In the COP21 talks, there was some attention paid to two extremely important agriculture-related topics: the replanting of forests as a way to mitigate emissions; and the threats to future food production.
But what was off the radar—almost taboo, even—was the topic of meat consumption. A few countries mentioned plans to address livestock production, generally with the aim of improving production methods. To our knowledge only one discussion panel besides ours focused on meat consumption, from among the hundreds inside and outside the official events. In fact, far and wide in Paris, from museums to outdoor displays, the only messages related to diet that we observed centered around topics such as agrobiodiversity, pollination, urban agriculture innovations, and carbon sequestration from pasture-based systems.
So why wasn’t anyone discussing meat? Here are our seven best guesses.
Historically, agriculture has not been not part of climate change negotiations, and the negotiators lack knowledge on the issues.
It’s hard to monitor emissions reductions related to agriculture and food consumption.
Higher income countries like the U.S. have powerful meat industries.
Product emissions are generally attributed to the place of origin rather than the place of consumption. So efforts to shift consumption in a country might not lead to a reduction in its own emissions profile, giving the country little incentive to act.

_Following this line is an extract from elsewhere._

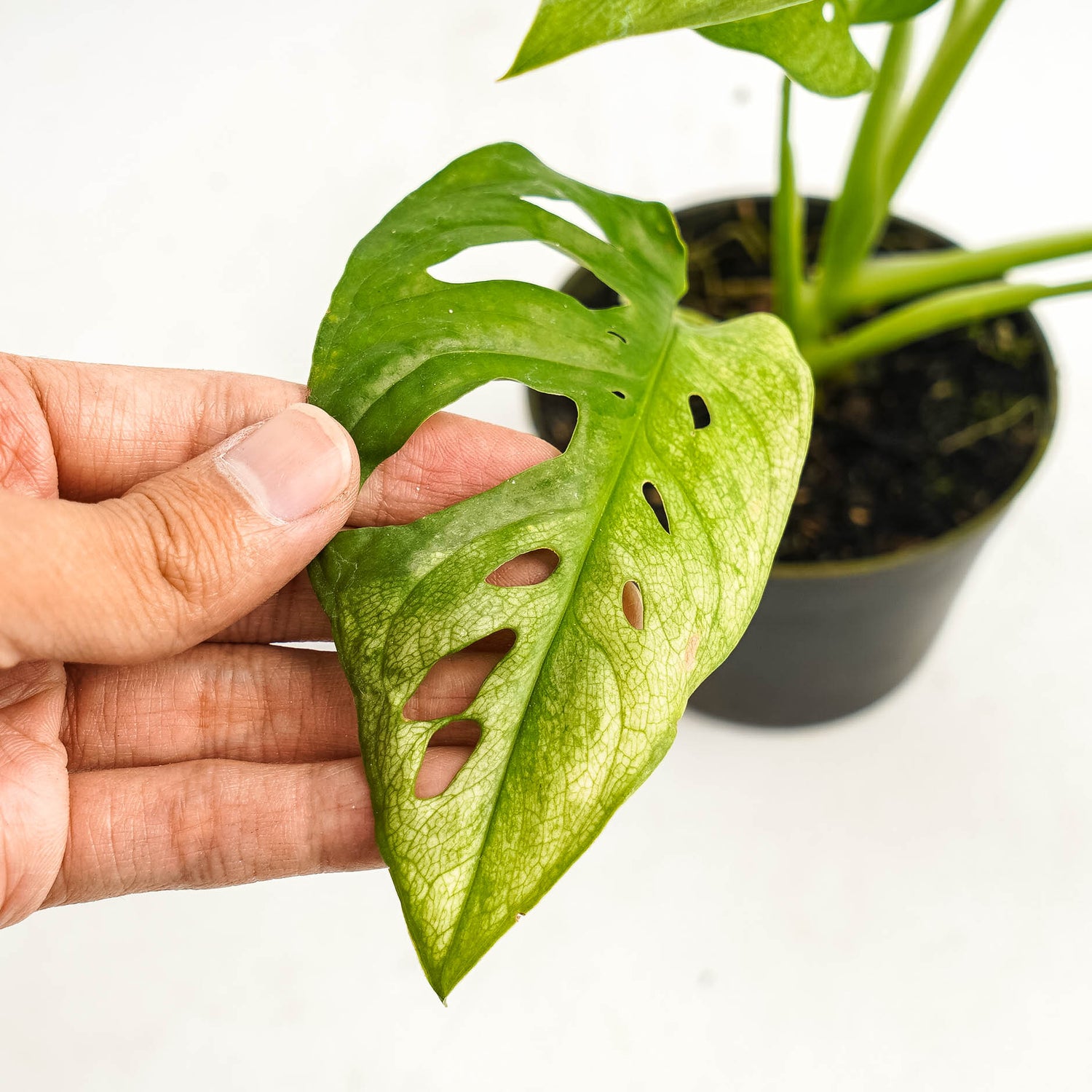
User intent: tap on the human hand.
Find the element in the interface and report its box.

Meat is a preferred food for most populations, and efforts to control what others eat can be perceived as threatening. For many lower income countries, meat consumption is aspirational, so pushing for less meat consumption would make for a politically unpopular platform.

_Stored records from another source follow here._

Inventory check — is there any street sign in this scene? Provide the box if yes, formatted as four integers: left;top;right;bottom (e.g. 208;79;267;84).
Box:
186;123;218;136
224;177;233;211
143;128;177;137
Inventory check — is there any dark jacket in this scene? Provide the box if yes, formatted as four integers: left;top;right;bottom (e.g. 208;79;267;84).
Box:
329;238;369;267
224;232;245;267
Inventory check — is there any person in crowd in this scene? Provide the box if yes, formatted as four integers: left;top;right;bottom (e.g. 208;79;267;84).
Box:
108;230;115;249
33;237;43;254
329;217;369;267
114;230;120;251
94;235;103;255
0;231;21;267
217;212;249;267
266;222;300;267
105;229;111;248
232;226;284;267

Livestock production is a valued livelihood and tradition in the heritage of many places, and efforts to encourage reductions could be perceived as a threat to this work and heritage.
Finally, meat consumption is often seen as an individual behavior and not grounds for policy, which was the focus at the COP21. That’s a misconception, as described in our brief and the recent Chatham House report, among other sources.
I met people from all over the world at the conference. When I mentioned my reason for being there, some people lit up and thanked me for talking about it. More often I felt people withdraw, as if by talking about this issue I was judging them. I truly do not judge, and I do eat some eat meat. As I see it, our work is to shift our norms and create policy change in order to reduce meat consumption on a broad scale. It was striking how consistently these mostly policy-oriented people connected personally and emotionally to the meat issue, and did not readily see it in policy terms.
My biggest take-away from the COP21 was a renewed sense of urgency. The longer it takes to get our emissions under control, the more horrific the outcomes for public health, people and ecosystems. The plight of people from the low-lying nations becomes much more real when they’re sitting next to you. It’s not only meat consumption; we’ve got to be working on climate change from every angle possible. The most important outcome in Paris is that they got an agreement, and that it is ambitious, with or without meat.
Ultimately it was not surprising that agriculture was not mentioned in the Agreement text. And yet, there’s this: “Parties strive to include all categories of anthropogenic emissions or removals in their nationally determined contributions…” and: “Parties shall provide an explanation of why any categories of anthropogenic emissions or removals are excluded.” And finally: “that sustainable lifestyles and sustainable patterns of consumption and production, with developed country Parties taking the lead, play an important role in addressing climate change.”
That’s an opening, and it’s up to all of us to run with it. With focused effort, agriculture and meat consumption can be key targets of future action.